Differentiële diagnose

Primair centraal zenuwstelsel lymfoom moet worden onderscheiden van secundair centraal lymfoom veroorzaakt door systemisch lymfoom, dat lymfeklier- of lymfoïde weefsellaesies buiten het centrale systeem heeft, waardoor zorgvuldig lichamelijk onderzoek, bloedonderzoek en borstkas mogelijk is Röntgenfoto en duidelijke diagnose, voor meer cryptische laesies, moeten galliumradionuclidescanning, borst- en buik-CT, beenmergonderzoek, lymfeklierbiopsie uitvoeren om de diagnose te bevestigen, daarnaast andere hersentumoren, zoals glioom, hersentoxoplasmose , witte-stofziekte, enz., CT- en MRI-laesies zijn meestal lage dichtheid kan worden geïdentificeerd, of biopsie te identificeren.
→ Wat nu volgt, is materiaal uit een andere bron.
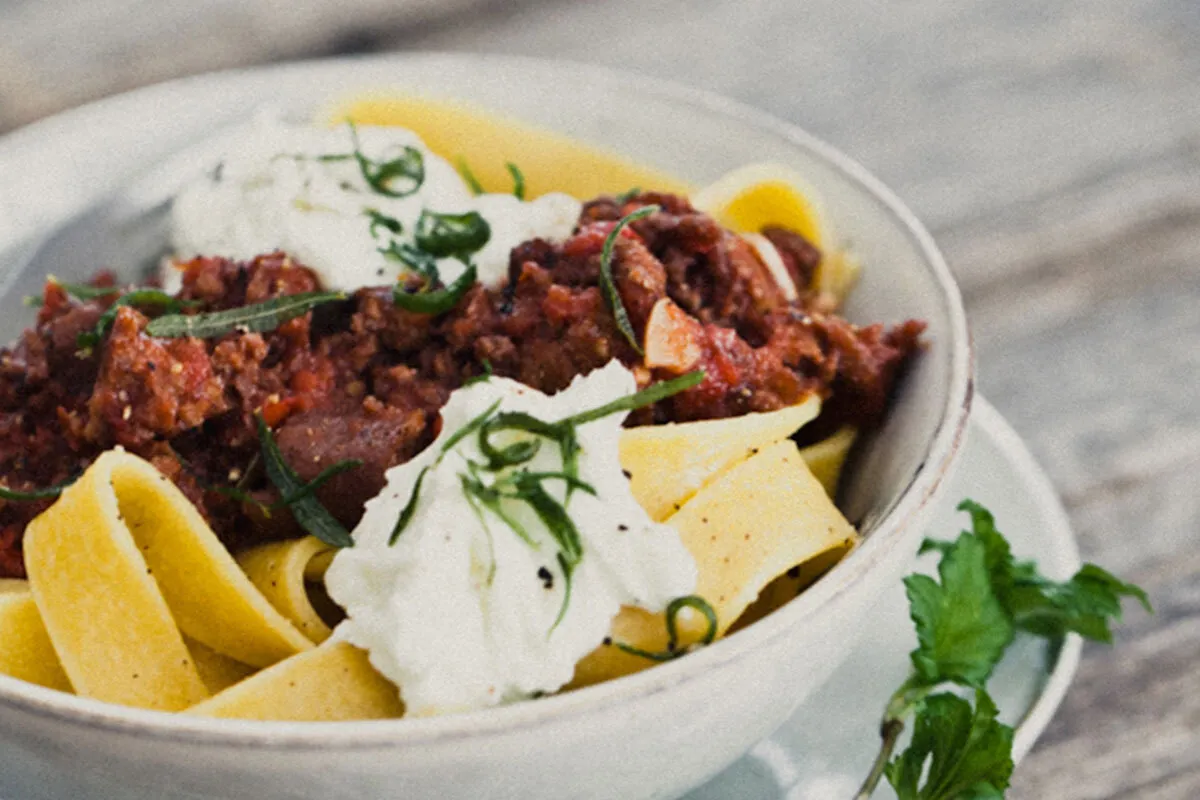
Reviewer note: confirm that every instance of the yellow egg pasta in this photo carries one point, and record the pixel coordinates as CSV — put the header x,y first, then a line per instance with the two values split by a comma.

Voor patiënten met een normale immuunfunctie en patiënten met immunodeficiëntie zijn er bepaalde verschillen in de diagnostische procedures.In immuungecompromitteerde patiënten is de diagnose van primair centraal zenuwstelsel lymfoom moeilijker. Deze patiënt wordt vaak geassocieerd met cerebrale toxoplasmose en meerdere gevallen. De leuko-encefalopathie en de karakteristieke manifestaties van Toxoplasma gondii, meerdere, kleine ringlaesies, is ook een van de belangrijkste manifestaties van PCNSL Deze patiënten hebben een zeer slechte prognose en korte overlevingstijd, wat de diagnose moeilijk maakt. Daarom, voor patiënten met immunodeficiëntie en vermoedelijke PCNSL, serum Toxoplasma-antilichaamtest of andere bacteriële, schimmelinfectie, onderzoek van embolieziekten, als de test negatief is, haalbare pathologische biopsie, als de test positief is, haalbare anti-boog Na behandeling met wormen, clindamycine en imipenem gedurende 10 tot 14 dagen, wordt CT beoordeeld. Als er verbetering is, kan de behandeling worden voortgezet. Als er geen verandering is, kan pathologische biopsie worden uitgevoerd om de diagnose te bevestigen.

heeft dit artikel jou geholpen?

Het materiaal op deze site is bedoeld voor algemeen informatief gebruik en is niet bedoeld als medisch advies, waarschijnlijke diagnose of aanbevolen behandelingen.